Energy stable model order reduction for the Allen-Cahn equation
For researchers in computational physics and model reduction, this work provides a method to maintain physical fidelity (energy stability) in reduced models, though it is an incremental extension of existing techniques (POD-greedy, DEIM) to a specific gradient system.
The authors develop a reduced order model for the Allen-Cahn equation that preserves the energy decreasing property of the full order model. Numerical results demonstrate computational efficiency and accuracy for parametrized cases with Neumann and periodic boundary conditions.

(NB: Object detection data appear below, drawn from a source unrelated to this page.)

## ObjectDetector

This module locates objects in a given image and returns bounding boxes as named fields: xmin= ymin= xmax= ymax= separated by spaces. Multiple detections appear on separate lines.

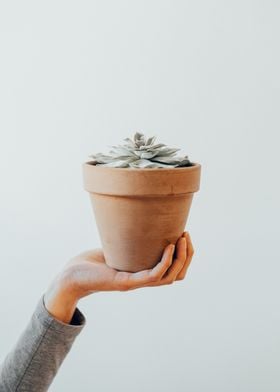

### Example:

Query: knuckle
xmin=120 ymin=282 xmax=129 ymax=291
xmin=149 ymin=274 xmax=160 ymax=282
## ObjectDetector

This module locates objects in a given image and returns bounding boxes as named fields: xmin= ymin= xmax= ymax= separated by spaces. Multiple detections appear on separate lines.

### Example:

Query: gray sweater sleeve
xmin=0 ymin=297 xmax=85 ymax=392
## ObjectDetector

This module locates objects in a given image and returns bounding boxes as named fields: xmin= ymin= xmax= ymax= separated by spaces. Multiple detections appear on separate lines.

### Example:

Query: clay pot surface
xmin=83 ymin=162 xmax=201 ymax=272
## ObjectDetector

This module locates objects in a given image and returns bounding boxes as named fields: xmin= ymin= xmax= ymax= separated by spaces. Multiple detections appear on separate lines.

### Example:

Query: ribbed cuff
xmin=33 ymin=296 xmax=86 ymax=337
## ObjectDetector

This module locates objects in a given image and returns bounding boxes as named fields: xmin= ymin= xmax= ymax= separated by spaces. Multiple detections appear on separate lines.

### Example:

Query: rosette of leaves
xmin=90 ymin=132 xmax=192 ymax=169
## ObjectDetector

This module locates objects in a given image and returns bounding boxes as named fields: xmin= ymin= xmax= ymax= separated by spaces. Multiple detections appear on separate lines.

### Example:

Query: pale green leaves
xmin=90 ymin=132 xmax=192 ymax=169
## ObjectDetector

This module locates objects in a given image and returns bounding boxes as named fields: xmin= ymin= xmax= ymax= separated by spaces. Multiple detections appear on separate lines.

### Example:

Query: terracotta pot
xmin=83 ymin=162 xmax=201 ymax=272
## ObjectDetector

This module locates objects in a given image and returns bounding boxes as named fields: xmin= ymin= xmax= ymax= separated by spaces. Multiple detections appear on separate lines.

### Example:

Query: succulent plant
xmin=90 ymin=132 xmax=193 ymax=169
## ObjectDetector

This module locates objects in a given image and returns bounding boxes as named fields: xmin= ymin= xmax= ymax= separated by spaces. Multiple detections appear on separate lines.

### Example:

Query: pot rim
xmin=83 ymin=162 xmax=201 ymax=196
xmin=83 ymin=161 xmax=201 ymax=172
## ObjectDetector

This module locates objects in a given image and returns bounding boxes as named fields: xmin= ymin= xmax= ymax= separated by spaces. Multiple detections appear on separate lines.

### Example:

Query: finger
xmin=176 ymin=232 xmax=194 ymax=280
xmin=161 ymin=237 xmax=187 ymax=284
xmin=142 ymin=237 xmax=186 ymax=287
xmin=120 ymin=244 xmax=175 ymax=290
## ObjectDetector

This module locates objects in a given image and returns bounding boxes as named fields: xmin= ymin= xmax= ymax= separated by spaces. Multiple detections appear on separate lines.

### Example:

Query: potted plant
xmin=83 ymin=132 xmax=201 ymax=272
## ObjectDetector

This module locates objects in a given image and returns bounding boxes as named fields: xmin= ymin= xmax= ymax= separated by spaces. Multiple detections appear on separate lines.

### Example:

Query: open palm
xmin=65 ymin=232 xmax=194 ymax=297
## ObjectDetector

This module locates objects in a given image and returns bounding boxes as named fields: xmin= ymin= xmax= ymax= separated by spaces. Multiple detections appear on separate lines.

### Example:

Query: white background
xmin=0 ymin=0 xmax=280 ymax=392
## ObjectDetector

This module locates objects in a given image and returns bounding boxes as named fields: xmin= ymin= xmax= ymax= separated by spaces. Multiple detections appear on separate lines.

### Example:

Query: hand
xmin=44 ymin=232 xmax=194 ymax=323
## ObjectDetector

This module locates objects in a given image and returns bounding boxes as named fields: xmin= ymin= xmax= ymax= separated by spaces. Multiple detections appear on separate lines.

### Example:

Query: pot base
xmin=90 ymin=193 xmax=193 ymax=272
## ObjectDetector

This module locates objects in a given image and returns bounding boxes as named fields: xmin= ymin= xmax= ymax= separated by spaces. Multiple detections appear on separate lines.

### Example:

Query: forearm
xmin=0 ymin=297 xmax=85 ymax=392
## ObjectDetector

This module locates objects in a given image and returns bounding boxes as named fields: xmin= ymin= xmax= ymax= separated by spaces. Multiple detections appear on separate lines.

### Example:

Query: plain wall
xmin=0 ymin=0 xmax=280 ymax=392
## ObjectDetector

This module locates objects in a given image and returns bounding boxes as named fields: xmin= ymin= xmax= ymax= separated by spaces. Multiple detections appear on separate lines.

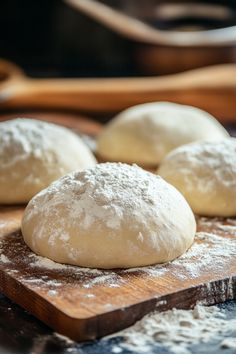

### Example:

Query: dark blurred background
xmin=0 ymin=0 xmax=236 ymax=77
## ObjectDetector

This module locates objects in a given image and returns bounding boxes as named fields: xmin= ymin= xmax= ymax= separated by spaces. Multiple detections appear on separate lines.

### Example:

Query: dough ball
xmin=97 ymin=102 xmax=229 ymax=166
xmin=22 ymin=163 xmax=196 ymax=268
xmin=157 ymin=138 xmax=236 ymax=216
xmin=0 ymin=119 xmax=96 ymax=204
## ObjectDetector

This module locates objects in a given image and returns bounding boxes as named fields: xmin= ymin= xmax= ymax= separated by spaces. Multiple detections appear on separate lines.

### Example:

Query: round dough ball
xmin=0 ymin=119 xmax=96 ymax=204
xmin=22 ymin=163 xmax=196 ymax=268
xmin=97 ymin=102 xmax=229 ymax=166
xmin=157 ymin=138 xmax=236 ymax=216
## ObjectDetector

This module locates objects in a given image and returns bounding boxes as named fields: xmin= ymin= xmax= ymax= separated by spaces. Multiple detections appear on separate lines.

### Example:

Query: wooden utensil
xmin=0 ymin=60 xmax=236 ymax=121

The Allen-Cahn equation is a gradient system, where the free-energy functional decreases monotonically in time. We develop an energy stable reduced order model (ROM) for a gradient system, which inherits the energy decreasing property of the full order model (FOM). For the space discretization we apply a discontinuous Galerkin (dG) method and for time discretization the energy stable average vector field (AVF) method. We construct ROMs with proper orthogonal decomposition (POD)-greedy adaptive sampling of the snapshots in time and evaluating the nonlinear function with greedy discrete empirical interpolation method (DEIM). The computational efficiency and accuracy of the reduced solutions are demonstrated numerically for the parametrized Allen-Cahn equation with Neumann and periodic boundary conditions.